Phase 1's config.py reads SANDBOX_BACKEND and instantiates the K8s implementations of SandboxIPLookup and CAStore. Phase 5 adds the docker branch:

python
if SANDBOX_BACKEND == "kubernetes":
    ip_lookup = K8sInformerLookup(...)
    ca_store = K8sSecretCAStore(...)
elif SANDBOX_BACKEND == "docker":
    ip_lookup = DockerEventsLookup(...)
    ca_store = VolumeCAStore(...)
else:
    raise ConfigError(f"Unsupported SANDBOX_BACKEND: {SANDBOX_BACKEND}")

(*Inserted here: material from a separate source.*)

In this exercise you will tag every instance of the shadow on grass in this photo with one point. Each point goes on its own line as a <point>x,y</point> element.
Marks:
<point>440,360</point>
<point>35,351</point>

No silent fallback. SANDBOX_BACKEND=local is rejected — the proxy isn't deployed against the local sandbox backend.

T5.7 — Operational

  • Healthz returns 200 once DockerEventsLookup has finished its initial container list (sync the cache before serving traffic) and the CA is loaded — the docker equivalent of Phase 1's "informer has synced" condition.
  • Graceful drain simplified vs K8s: on SIGTERM the proxy stops accepting new connections and finishes in-flight flows up to a bounded grace period (~200s, matching the Phase 2 wait), then exits. There's no rolling-deploy survivor to flip readiness for.

Testing

  • External-dependency-unit
    • DockerIdentityResolver.resolve() against a real Docker daemon: start a labeled container, verify the resolver returns the expected SessionContext; stop the container, verify the cache evicts.
    • CA volume bootstrap: cold start writes the CA; warm start loads it without rewriting.
  • Integration (docker-compose dev stack)
    • From inside a sandbox, curl -v https://example.com succeeds and the chain shows the proxy CA (parallel to Phase 1's K8s test).
    • From inside a sandbox, curl -v https://example.com --noproxy '*' fails (iptables denies — verifies the entrypoint wrapper installed the firewall before the agent ran).
    • Deliberately break firewall-init.sh so self-verify exits non-zero; verify the sandbox container fails to start with a clear error.
    • nslookup example.com from inside a sandbox fails — DNS closed.
    • IPv6 egress fails — ip6tables lockdown active.
    • Recreate a sandbox container; verify the identity cache evicts on the die event and the new container's IP resolves on next request.
  • Integration (gating end-to-end) — Phase 2's existing tests re-run against SANDBOX_BACKEND=docker and pass without modification. This is the proof that backend-agnostic gating works.

Dependencies

  • Phase 1 merged.
  • Sandbox image build pipeline can take new tooling (gosu, iptables).
  • Docker socket exposure to the proxy container is acceptable in the deployment (it's the docker-compose equivalent of the proxy's K8s API RBAC).

Open during phase

  • Whether the docker-events stream needs surfacing in monitoring / dashboards (likely punt; align with Phase 1's metrics-deferred posture).

Definition of done

  • SANDBOX_BACKEND=docker boots the full stack with the proxy as a compose service; sandboxes route HTTPS through the proxy with the proxy CA accepted.
  • Egress lockdown is fail-closed under docker: a broken firewall-init.sh causes the sandbox to fail to start (parity with the K8s init-container failure mode).
  • Inside the agent process, id shows uid=1000 and /proc/self/status reports empty CapEff — verifies the gosu drop cleared NET_ADMIN from the running process.
  • Identity resolution works against the Docker Engine API; cache invalidates on container die.
  • Phases 2–4 (gating, chat UI, policy) run unmodified against the docker backend and pass their existing tests.
  • test_docker_manager_config.py updated and green for the new posture.